苏有田吸了口冷气:“疼……像针扎似的……”
陈凌又顺着脊梁骨轻轻按了几个穴位。
按到腰眼那儿时,老人浑身一哆嗦,差点喊出来。
“这儿最疼?”陈凌问。
“嗯……”苏有田咬着牙点头。
陈凌收回手,脸色沉了沉。
这伤恶化的速度比他想得快。
不光是外伤,瘀血已经钻到里头去了,堵着经络,气血不通。
要不是上次留了药酒,这瘀血一直不散,地方得不到滋养,非坏死不可。
再拖下去,恐怕就不只是疼了,说不定这块肉坏掉,连腿都受影响。
“凌子,咋样?”王庆文着急地问。
陈凌没马上回答,先给老人盖好被子,轻声说:“苏叔,您先歇着,我跟大哥说两句。”
俩人走出堂屋,来到院里的石磨旁。
“凌子,我爹这伤……”王庆文眼巴巴地看着他。
陈凌想了想,慢慢说:“大哥,苏叔这伤拖太久了,估计也没按时擦药酒、喝药酒活血。这些天连绵阴雨,又潮又冷,湿气重,时间一长,瘀血结在里面出不来,气血不通,就越来越重。”
“那……蚂蟥疗法还能用吗?”王庆文嗓子发干。
“能用。苏叔的腰伤虽然更重,但道理一样。咱们可以先少用几条试试。”
王庆文早就听说蚂蟥在他爹身上的奇效,这下不再犹豫:“凌子,哥信你。你说咋治,咱就咋配合。”

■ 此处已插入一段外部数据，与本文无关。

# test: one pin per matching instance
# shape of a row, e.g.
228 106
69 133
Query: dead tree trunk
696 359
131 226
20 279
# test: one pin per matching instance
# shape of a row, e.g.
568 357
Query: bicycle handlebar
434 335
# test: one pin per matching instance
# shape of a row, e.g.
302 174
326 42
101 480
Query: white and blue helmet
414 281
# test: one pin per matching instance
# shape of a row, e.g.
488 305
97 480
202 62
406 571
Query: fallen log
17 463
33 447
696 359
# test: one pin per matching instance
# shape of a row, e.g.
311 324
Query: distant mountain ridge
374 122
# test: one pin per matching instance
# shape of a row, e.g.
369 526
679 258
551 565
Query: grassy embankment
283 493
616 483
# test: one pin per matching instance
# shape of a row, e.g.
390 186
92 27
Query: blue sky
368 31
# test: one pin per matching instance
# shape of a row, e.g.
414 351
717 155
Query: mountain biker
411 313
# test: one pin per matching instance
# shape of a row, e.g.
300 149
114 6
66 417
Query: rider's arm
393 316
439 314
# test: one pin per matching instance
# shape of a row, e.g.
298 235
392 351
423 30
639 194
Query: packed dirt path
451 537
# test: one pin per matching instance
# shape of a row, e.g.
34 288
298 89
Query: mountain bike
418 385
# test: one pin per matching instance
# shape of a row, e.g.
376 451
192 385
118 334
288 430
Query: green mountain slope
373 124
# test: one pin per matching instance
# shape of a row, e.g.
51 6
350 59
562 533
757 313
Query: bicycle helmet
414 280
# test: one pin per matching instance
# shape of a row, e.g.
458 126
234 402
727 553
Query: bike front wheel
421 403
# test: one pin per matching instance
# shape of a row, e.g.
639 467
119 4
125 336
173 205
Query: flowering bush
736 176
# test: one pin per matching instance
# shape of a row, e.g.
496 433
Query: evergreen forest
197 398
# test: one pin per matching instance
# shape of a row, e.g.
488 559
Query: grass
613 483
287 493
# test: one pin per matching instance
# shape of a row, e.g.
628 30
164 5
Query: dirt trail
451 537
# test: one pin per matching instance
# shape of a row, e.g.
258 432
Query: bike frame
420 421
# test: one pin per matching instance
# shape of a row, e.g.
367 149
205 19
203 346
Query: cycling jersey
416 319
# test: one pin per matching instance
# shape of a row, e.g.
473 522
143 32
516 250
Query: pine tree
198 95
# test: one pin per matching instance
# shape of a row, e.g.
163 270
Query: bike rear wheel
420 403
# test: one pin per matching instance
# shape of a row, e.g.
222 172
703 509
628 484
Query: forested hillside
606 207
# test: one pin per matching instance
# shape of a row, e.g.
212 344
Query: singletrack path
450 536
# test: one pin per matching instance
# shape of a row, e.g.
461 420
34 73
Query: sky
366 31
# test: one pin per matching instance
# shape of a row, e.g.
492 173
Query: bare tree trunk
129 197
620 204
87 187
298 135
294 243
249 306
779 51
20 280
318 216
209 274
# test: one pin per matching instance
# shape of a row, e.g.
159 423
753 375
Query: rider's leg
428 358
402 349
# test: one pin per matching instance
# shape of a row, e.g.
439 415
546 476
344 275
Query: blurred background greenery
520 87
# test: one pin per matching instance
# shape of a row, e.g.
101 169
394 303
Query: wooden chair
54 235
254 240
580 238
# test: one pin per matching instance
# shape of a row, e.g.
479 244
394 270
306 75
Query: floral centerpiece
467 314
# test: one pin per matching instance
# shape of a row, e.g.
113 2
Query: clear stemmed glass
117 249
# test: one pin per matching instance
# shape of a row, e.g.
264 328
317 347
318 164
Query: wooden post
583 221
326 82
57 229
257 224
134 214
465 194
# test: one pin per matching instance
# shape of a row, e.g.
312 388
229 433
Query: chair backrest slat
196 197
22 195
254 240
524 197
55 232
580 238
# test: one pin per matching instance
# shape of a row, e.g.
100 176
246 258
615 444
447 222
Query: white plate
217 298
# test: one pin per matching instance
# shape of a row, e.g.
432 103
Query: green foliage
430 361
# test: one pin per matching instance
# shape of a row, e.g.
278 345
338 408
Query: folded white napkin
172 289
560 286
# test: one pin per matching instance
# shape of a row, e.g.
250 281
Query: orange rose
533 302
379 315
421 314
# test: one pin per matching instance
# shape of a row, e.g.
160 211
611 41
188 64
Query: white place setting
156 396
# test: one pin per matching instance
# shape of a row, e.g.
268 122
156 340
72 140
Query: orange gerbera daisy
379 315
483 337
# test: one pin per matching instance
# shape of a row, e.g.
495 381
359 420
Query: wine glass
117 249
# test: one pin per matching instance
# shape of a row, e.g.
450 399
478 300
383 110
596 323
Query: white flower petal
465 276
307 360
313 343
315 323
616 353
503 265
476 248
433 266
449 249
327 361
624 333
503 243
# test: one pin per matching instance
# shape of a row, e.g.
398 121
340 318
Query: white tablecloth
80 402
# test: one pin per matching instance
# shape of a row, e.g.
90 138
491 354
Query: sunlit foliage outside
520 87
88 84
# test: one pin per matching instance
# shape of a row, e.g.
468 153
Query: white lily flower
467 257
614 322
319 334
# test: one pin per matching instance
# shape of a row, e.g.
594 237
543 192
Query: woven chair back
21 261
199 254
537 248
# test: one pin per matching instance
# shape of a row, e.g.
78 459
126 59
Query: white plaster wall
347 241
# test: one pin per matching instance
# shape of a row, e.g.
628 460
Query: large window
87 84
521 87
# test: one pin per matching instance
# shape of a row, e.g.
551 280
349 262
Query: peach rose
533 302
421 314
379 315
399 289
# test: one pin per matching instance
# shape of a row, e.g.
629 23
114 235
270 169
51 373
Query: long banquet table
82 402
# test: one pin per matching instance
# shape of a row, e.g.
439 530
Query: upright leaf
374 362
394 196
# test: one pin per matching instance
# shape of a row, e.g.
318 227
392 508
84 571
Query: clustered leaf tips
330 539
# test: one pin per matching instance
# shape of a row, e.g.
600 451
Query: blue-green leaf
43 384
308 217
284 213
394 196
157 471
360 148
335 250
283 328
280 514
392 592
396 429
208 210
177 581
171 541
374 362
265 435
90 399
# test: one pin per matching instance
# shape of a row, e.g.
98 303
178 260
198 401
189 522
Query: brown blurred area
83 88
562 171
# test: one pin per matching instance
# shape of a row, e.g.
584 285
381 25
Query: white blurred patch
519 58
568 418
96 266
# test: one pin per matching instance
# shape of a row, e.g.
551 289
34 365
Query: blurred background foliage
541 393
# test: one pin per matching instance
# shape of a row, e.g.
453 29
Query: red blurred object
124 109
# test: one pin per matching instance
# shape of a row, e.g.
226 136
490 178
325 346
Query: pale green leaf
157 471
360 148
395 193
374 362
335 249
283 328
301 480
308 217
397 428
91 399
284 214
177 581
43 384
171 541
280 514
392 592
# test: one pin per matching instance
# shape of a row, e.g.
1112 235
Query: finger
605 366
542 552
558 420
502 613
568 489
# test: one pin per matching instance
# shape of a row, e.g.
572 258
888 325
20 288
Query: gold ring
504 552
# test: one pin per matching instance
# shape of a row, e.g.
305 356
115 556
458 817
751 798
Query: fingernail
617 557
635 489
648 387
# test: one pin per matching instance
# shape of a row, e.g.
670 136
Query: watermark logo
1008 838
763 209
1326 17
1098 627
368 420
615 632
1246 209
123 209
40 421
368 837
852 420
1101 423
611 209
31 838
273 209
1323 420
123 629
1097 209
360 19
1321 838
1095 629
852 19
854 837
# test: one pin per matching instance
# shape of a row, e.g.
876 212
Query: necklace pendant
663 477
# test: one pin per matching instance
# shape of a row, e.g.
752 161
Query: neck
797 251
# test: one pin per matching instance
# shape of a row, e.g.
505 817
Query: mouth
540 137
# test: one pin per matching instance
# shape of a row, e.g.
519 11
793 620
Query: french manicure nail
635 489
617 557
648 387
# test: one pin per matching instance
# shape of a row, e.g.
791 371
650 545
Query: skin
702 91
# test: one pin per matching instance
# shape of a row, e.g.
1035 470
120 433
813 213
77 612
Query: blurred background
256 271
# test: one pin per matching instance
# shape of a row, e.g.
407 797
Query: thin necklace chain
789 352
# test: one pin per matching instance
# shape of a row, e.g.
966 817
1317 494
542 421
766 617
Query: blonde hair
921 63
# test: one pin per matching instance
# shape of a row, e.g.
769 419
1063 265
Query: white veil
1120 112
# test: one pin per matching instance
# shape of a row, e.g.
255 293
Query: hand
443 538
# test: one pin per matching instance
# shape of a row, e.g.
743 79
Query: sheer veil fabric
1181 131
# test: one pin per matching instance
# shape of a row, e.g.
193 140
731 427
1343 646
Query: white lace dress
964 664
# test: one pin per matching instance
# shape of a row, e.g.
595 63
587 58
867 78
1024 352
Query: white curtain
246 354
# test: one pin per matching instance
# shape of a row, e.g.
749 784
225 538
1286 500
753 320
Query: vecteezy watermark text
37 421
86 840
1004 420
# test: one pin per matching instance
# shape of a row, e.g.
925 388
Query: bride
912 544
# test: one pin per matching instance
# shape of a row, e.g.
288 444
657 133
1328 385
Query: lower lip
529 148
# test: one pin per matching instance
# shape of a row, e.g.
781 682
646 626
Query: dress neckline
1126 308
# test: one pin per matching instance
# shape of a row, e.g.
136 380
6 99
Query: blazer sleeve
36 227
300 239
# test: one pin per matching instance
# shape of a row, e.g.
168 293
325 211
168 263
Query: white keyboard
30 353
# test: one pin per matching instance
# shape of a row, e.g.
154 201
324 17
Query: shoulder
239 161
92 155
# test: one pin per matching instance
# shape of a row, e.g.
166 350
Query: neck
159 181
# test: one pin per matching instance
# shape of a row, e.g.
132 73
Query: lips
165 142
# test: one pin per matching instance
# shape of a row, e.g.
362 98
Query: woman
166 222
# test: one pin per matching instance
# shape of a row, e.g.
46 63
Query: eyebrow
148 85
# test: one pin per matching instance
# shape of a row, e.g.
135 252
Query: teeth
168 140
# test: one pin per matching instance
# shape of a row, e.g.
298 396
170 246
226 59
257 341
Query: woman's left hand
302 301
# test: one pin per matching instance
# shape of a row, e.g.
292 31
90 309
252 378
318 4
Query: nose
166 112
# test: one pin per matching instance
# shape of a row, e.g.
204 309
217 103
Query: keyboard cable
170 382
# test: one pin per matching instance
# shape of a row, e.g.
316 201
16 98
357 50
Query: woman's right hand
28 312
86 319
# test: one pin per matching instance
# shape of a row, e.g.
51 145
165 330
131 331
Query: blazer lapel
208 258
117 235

“成。”陈凌点头,“治之前得准备准备。首先,得把苏叔接到寨子里来,这老屋太潮,治完了不好养。其次,得收拾一间干净安静的房间,治的时候不能有人打扰。最后,我得花点时间准备蚂蟥,得保证干净、安全。”
“这些都没问题。”王庆文说,“我这就去接我爹。房间就用我家西厢房,那儿最干净,也安静。”
“那我先去准备蚂蟥和药材。”陈凌说,“一个钟头后开始治。”
一个钟头后,王庆文和几个寨里的人用担架把苏有田从老屋抬到了寨子。
西厢房收拾得干干净净,床上铺着新被褥,窗台上还摆了一盆艾草。
苏有田虽然身上疼,但精神挺好。
他知道女婿请了人来治腰,虽然不知道能不能治好,但素素男人是有本事的人。
人家这么看重自己,他心里暖和,眼里也有了盼头。
陈凌则在王存业院子里仔细挑蚂蟥。
他从洞天里选了二十条最好的,这些蚂蟥喝过灵水,长得肥实,精神头足,而且绝对干净,不会让人感染。
他还备了些辅助药材:三七粉、冰片、麝香,用来在治之前之后抹皮肤,帮助活血化瘀;艾草、苍术,用来熏屋子,净化空气,防感染。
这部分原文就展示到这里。